Immunoglobulin G-degrading enzyme of Streptococcus pyogenes (IdeS) is secreted by Streptococcus pyogenes and can cleave IgG antibodies into F(ab’)2 and Fc fragments, thereby inhibiting the killing of S. pyogenes by the immune response of hosts.49 Ryo Takahashi found that IdeS efficiently cleaved IgG and blocked complement activation in vitro.50 A further study showed that IdeS could reduce complement deposition in the spinal nerve heel and significantly facilitate the clinical recovery process in the rabbit model of AMAN, and axonal degeneration of the anterior spinal nerve root was significantly reduced in IdeS-treated rabbits.51

Therapies for the complement pathway

Anti-GQ1b antibodies bind and destroy neuromuscular junctions, causing muscle paralysis. This damage activates complement and ultimately leads to the deposition of membrane attack complex (MAC) C5b-9. Susan K. Halstead and colleagues conducted a study to block the role of C5b-9 in autoimmune peripheral neuropathy using eculizumab to treat MFS. Studies have shown that the application of eculizumab in MFS mice can effectively prevent respiratory failure and neurological symptoms.52 Furthermore, they conducted a randomized trial to investigate the effect of eculizumab in GBS patients. The clinical trial included 28 patients diagnosed with GBS on the basis of a functioning score greater than 2 points, and 8 subjects were finally recruited. Four weeks after recruitment, 2 out of 2 patients received placebo, and 2 out of 5 patients received eculizumab and had decreased functioning scores of more than one point. The results indicated the need for further studies on eculizumab.53 A prospective study was carried out on the application of eculizumab in GBS patients. The study included patients with a GBS disability score of 3–5. After 4 weeks of treatment, the proportion of patients in the eculizumab and placebo groups who were able to walk independently was 61% and 45%, respectively, but both groups had adverse events. However, because the outcome indicators did not meet expectations, the researchers suggested that further large-scale prospective studies were needed to prove the effect of eculizumab.54 The 2020 Cochrane Database of Systematic Reviews also pointed out that the current level of evidence for eculizumab in the treatment of GBS is low.46

Previous studies showed that C5 inhibition could mitigate nerve injuries, but Rhona McGonigal determined that the early stage of complement activation could also cause immune cell recruitment. C1q is the first complement cascade molecule in the classical pathway. Two animal models were used to evaluate the efficacy of the anti-C1q antibody (M1). Studies have shown that anti-C1q treatment reduces axonal injury, and improves respiratory function in mouse models.55 ANX005 is a humanized immunoglobulin G4 (IgG4) recombinant antibody against C1q that blocks the initiation of the classical complement cascade. Inhibition of C1q can be used in acute immune-mediated diseases such as GBS, and the pharmacokinetics and pharmacology are currently under study.56 ANX005 has not been used to treat in GBS patients or animal models, and it may be a promising treatment option.
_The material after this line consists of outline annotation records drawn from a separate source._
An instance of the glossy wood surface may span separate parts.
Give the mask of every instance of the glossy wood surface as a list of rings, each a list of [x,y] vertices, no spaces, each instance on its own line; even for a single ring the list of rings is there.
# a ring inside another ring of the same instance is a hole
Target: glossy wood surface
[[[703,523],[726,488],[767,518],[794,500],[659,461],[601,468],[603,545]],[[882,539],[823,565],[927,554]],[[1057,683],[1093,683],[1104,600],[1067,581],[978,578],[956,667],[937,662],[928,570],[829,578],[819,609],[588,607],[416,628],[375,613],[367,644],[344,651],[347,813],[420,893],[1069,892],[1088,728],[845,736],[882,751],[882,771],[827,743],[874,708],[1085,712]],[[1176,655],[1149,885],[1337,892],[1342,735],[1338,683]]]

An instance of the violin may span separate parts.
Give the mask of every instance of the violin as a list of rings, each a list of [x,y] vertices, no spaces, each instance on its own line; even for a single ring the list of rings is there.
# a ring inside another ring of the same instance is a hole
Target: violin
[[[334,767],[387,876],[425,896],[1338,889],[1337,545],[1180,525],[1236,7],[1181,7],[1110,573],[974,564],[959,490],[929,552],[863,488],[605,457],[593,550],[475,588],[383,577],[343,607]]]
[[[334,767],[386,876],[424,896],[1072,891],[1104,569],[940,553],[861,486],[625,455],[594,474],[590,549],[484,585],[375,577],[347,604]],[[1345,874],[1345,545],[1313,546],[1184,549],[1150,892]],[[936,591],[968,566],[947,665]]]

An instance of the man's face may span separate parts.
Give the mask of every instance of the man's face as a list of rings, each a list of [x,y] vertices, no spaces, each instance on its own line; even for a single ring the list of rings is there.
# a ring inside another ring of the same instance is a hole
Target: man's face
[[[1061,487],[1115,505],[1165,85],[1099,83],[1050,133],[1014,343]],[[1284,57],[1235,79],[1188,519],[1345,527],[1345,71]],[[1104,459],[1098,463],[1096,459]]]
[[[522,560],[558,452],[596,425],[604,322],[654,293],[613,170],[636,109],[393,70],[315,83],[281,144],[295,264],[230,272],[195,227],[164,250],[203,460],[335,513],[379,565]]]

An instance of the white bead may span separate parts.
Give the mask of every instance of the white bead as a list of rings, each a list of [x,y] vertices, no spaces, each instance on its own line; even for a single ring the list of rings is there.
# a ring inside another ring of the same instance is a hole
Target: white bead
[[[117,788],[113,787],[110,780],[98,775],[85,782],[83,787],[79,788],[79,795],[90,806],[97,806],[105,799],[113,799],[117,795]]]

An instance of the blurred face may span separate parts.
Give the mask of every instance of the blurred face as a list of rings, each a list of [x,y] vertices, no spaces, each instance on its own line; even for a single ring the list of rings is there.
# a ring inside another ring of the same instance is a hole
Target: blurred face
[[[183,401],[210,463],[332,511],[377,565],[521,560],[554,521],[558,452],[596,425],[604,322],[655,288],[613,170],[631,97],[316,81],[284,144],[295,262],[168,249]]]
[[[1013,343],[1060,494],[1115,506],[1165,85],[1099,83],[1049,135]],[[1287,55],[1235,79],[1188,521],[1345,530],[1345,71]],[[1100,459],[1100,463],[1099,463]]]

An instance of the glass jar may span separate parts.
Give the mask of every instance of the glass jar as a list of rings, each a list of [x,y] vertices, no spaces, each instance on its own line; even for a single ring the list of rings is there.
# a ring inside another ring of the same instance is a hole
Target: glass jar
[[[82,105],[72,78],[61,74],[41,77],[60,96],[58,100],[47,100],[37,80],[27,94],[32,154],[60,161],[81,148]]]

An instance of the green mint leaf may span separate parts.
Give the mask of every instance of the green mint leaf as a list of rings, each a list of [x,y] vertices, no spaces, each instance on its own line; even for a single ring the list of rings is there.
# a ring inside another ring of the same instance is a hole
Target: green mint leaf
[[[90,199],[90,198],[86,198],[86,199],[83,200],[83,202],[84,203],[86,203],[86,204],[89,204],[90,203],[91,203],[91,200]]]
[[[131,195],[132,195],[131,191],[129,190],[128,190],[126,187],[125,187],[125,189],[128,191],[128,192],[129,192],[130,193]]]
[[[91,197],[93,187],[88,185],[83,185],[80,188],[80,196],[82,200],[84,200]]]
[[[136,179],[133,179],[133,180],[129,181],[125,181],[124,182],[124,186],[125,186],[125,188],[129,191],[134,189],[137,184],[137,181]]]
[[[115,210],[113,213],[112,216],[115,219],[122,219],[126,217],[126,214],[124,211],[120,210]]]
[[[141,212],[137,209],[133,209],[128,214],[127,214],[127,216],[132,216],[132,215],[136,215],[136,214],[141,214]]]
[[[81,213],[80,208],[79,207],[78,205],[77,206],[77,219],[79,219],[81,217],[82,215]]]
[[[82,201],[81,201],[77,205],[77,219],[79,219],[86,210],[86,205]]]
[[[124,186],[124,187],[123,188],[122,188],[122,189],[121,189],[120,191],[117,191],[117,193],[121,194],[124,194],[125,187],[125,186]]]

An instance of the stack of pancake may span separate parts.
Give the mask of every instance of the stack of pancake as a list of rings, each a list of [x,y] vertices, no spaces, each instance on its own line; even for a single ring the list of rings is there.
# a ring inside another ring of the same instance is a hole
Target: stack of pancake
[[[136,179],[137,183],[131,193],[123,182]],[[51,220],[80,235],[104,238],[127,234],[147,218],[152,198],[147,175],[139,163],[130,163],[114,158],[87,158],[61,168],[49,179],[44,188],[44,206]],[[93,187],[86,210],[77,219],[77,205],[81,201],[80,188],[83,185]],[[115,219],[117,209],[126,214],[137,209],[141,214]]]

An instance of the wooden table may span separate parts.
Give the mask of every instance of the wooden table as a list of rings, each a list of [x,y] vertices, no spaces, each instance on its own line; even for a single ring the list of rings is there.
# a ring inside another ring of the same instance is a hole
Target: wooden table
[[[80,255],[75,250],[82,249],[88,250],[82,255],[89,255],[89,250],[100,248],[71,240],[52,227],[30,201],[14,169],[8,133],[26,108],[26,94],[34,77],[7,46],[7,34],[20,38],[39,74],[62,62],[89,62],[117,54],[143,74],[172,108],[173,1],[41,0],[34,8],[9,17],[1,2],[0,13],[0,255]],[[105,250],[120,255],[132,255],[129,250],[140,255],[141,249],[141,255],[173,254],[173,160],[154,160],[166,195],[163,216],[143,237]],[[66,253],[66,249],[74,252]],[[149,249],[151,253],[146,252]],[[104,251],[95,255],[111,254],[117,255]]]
Therapies inhibiting inflammatory cells and inflammatory factors

A study by Ranran Han et al. found that dimethyl fumarate (DMF) improved the demyelination and inflammatory cell infiltration of the sciatic nerve when used in the treatment of EAN rats. DMF reduces the level of M1 macrophages and increases the level of M2 macrophages in the spleen and sciatic nerve. In the sciatic nerve, DMF treatment increases the level of nuclear factor erythroid-derived 2-related factor 2 (Nrf2) and its target gene hemooxygenase-1 (HO-1), which can promote the transfer of macrophages to M2-type polarization. In addition, DMF also improves the inflammatory environment of the spleen of EAN rats, characterized by the downregulation of IFN-γ, TNF-α, IL-6 and IL-17 messenger RNA (mRNA) and upregulation of IL-4 and IL-10 mRNA levels.57 Another study showed that DMF regulated T-cell proliferation and differentiation through different regions and layers of the small intestine,58 indicating that DMF protects EAN rats from nerve damage through multiple mechanisms.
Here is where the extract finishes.